Il a fait également une comparaison entre les mosaïques des deux pays de la Méditerranée : « La mosaïque d’Alexandrie est beaucoup plus ancienne que celle de la Tunisie. En Tunisie, les plus belles mosaïques sont du IIIe et surtout du IVe siècles après J.-C., alors qu’à Alexandrie, on a des mosaïques qui remontent au IVe siècle av. J.C. », estime-t-il. Selon lui, cet art a paru au IVe siècle av. J.-C. et a disparu d’Alexandrie vers les VIIe-VIIIe siècles après J.-C. Les mosaïques alexandrines ont beaucoup de thèmes : nilotiques comme des crocodiles et des poissons, aussi des thèmes de chasse et des portraits. Un auteur du Ier siècle après J.-C. (mort en 79) a dit que la mosaïque est vraiment une spécialité d’Alexandrie et que les artistes alexandrins font avec cette mosaïque de véritables « peintures de pierre ». Disant que ces mosaïques sont plus belles que des tableaux peints, aussi riches, aussi variées et aussi vivantes.

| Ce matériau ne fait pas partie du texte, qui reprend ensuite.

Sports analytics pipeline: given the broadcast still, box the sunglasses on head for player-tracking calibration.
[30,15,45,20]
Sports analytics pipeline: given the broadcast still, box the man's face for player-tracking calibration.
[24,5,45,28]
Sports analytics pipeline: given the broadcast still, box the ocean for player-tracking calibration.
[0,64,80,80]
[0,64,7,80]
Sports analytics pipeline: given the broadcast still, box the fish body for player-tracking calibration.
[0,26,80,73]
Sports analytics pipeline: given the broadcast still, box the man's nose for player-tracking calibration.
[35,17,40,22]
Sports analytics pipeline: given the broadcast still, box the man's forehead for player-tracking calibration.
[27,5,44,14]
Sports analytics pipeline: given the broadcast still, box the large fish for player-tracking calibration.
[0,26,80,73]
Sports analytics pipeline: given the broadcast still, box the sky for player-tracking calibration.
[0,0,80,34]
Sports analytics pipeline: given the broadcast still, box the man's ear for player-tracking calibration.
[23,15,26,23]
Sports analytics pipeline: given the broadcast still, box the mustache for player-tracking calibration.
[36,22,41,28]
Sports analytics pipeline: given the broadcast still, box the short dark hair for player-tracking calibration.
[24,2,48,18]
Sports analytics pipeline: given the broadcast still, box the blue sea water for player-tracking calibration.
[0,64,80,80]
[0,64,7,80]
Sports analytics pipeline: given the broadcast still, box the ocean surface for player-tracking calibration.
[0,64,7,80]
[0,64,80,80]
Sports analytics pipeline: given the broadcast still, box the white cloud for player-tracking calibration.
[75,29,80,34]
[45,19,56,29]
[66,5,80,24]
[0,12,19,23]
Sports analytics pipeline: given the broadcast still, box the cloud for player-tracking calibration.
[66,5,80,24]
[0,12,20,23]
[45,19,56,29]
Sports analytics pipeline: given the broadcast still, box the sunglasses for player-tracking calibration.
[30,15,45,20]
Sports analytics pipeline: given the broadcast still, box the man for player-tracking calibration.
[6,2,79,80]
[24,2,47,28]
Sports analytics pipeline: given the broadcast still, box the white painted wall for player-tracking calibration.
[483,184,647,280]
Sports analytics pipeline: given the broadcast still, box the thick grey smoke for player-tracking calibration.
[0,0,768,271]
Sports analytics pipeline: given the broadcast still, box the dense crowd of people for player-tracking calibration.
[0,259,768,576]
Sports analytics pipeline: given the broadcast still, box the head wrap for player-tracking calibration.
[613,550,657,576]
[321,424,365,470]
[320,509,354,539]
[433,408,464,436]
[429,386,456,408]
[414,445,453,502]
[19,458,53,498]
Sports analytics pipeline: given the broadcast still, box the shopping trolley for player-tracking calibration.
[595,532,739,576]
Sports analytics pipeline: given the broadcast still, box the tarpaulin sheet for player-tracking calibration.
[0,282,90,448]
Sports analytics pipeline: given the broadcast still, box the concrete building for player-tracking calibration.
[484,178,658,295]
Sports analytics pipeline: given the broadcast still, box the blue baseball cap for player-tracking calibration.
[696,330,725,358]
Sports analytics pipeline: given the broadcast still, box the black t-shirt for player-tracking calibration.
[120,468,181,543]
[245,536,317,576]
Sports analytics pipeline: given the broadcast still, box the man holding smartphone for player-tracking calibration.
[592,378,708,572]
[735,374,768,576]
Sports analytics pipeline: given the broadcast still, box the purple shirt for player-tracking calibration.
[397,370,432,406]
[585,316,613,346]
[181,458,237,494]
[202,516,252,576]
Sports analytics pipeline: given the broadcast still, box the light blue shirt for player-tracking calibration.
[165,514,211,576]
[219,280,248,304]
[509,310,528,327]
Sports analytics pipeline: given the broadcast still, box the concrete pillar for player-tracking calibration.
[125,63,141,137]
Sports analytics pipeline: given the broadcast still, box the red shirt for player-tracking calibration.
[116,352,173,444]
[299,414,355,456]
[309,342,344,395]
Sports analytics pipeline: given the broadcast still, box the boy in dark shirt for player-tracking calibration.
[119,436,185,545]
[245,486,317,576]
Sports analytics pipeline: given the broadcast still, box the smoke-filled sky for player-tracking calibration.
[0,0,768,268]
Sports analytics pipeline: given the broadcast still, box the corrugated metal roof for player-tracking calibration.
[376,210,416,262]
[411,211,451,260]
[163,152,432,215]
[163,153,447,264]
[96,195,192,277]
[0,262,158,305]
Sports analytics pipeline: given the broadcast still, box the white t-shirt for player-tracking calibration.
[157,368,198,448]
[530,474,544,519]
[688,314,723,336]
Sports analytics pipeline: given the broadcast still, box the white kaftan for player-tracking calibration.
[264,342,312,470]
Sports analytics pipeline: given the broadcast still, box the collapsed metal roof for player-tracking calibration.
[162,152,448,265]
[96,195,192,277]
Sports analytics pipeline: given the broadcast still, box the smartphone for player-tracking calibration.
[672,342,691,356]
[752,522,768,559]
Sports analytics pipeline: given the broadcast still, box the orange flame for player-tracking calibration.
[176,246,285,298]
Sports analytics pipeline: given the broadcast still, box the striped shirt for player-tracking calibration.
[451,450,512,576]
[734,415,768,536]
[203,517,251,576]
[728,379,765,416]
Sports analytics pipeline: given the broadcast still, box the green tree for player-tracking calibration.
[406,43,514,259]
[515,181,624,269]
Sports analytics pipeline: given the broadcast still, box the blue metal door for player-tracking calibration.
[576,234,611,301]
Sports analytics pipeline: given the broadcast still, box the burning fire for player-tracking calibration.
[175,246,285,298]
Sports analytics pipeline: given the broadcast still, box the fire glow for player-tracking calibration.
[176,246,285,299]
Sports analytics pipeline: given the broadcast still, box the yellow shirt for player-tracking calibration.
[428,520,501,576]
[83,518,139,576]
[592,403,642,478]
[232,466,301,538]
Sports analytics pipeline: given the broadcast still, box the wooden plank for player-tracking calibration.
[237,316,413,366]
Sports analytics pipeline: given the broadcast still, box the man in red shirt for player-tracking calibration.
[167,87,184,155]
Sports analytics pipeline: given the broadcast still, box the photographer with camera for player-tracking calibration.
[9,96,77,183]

Le Musée gréco-romain d’Alexandrie possède une collection impressionnante de pièces représentant l’évolution technique de l’art de la mosaïque à Alexandrie qui a continué pendant toute la période grecque, celle des Ptolémées jusqu’à Cléopâtre et ensuite pendant toute la période romaine. « C’est-à-dire qu’à Alexandrie, on a presque 850 ans d’histoire de la mosaïque. Ces mosaïques sont d’une technique très fine, puisque les tesselles sont parfaitement bien collées l’une à l’autre, à tel point que pour la mosaïque qui représente un chien, on en compte 700 tesselles », explique Jean-Yves Empereur. Il y a certaines de ces mosaïques qui sont même signées par les artistes, ce qui est très rare. Cela veut dire que ces artistes, ces mosaïstes et ces artisans alexandrins étaient très fiers de leurs travaux au point qu’ils étaient exportés partout dans le monde. On les a retrouvés à Cécile, à Rome et partout. C’est donc quelque chose de très fameux à Alexandrie. C’est un art très sophistiqué.

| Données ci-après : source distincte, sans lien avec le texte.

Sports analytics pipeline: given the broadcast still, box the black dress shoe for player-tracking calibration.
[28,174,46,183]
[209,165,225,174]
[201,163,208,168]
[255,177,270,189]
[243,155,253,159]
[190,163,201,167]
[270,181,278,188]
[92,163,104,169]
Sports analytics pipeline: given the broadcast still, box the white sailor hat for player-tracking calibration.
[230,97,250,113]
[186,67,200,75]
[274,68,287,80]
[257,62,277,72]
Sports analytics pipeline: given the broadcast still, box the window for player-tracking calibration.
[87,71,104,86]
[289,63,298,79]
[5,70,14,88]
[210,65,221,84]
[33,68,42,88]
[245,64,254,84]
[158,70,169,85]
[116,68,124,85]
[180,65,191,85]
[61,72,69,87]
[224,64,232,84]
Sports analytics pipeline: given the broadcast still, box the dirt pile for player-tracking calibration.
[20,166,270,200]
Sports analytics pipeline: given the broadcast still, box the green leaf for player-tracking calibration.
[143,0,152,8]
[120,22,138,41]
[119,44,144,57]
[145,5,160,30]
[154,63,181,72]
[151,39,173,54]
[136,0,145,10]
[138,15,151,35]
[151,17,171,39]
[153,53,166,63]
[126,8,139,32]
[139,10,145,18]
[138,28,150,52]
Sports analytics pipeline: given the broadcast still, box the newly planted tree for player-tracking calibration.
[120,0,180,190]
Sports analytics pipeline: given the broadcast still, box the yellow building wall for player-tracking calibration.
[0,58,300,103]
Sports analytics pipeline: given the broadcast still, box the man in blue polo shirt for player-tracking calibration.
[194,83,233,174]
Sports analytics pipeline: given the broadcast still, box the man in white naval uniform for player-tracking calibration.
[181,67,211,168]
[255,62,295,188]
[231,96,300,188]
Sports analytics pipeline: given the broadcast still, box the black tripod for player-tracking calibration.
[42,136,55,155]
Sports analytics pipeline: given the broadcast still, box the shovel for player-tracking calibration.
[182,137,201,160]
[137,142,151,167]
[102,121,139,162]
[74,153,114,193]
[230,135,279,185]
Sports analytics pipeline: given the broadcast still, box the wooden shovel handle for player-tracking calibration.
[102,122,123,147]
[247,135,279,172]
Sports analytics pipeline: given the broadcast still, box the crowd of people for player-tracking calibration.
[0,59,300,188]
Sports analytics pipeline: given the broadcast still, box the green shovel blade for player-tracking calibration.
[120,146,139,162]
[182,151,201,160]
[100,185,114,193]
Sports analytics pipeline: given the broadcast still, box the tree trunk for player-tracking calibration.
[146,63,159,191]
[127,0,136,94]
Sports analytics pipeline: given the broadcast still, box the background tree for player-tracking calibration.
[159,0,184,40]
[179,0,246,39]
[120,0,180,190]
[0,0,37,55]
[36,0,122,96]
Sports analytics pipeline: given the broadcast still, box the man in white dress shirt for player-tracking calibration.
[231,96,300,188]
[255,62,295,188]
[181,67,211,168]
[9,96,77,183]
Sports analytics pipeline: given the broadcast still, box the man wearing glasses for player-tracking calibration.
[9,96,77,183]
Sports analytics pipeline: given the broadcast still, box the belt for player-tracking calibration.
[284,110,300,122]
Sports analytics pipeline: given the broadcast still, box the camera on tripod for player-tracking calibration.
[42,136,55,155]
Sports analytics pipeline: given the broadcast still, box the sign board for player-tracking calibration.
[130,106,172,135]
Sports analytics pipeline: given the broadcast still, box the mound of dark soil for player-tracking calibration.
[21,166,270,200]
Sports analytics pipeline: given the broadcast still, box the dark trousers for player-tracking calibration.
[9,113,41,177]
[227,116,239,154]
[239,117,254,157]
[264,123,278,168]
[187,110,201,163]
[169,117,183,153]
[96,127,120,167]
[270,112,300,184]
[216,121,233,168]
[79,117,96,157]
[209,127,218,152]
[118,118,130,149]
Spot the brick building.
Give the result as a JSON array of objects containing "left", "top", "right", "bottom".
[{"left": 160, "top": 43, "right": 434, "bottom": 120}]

Un musée spécial pour la mosaïque alexandrine

A part la collection de mosaïques qui se trouve au Musée gréco-romain, il y en a d’autres au Musée national de la ville et au Musée archéologique, à la Bibliotheca Alexandrina. Ces mosaïques sont actuellement en cours de restauration par une équipe du Conseil Suprême des Antiquités (CSA) et une équipe du CEAlex. Une fois la restauration terminée, ces mosaïques seront exposées dans un nouveau musée, à savoir celui de Bab Charqi, à côté du petit temple romain de Ras Al-Soda. Il y a déjà dans cet endroit une place réservée à la fondation d’un musée qui sera consacré spécialement aux mosaïques. Un plan de ce musée a été exécuté par un architecte du CSA. « C’est un grand musée, parce que les mosaïques sont nombreuses et sont très grandes : certaines couvrent des pièces. Quand on fait généralement des fouilles à Alexandrie, on trouve de la mosaïque. On prépare actuellement la collection du musée. On a des centaines de mosaïques qui sont magnifiques et qui sont en très bon état, d’autres qui ont besoin de travaux de restauration. Ces travaux prennent trop de temps, ne sont pas du tout faciles et en plus, ils sont très coûteux », souligne Empereur. En fait, le financement de la restauration de la mosaïque faite par les Egyptiens sera assuré par l’Egypte et les Etats-Unis, alors que la restauration menée par le CEAlex vient de la fondation française BNP-Paris-Bas. « On a fouillé le site du musée en 2003–2004. Depuis, le terrain est prêt et le musée pourrait être inauguré dans deux ou trois ans », reprend Empereur.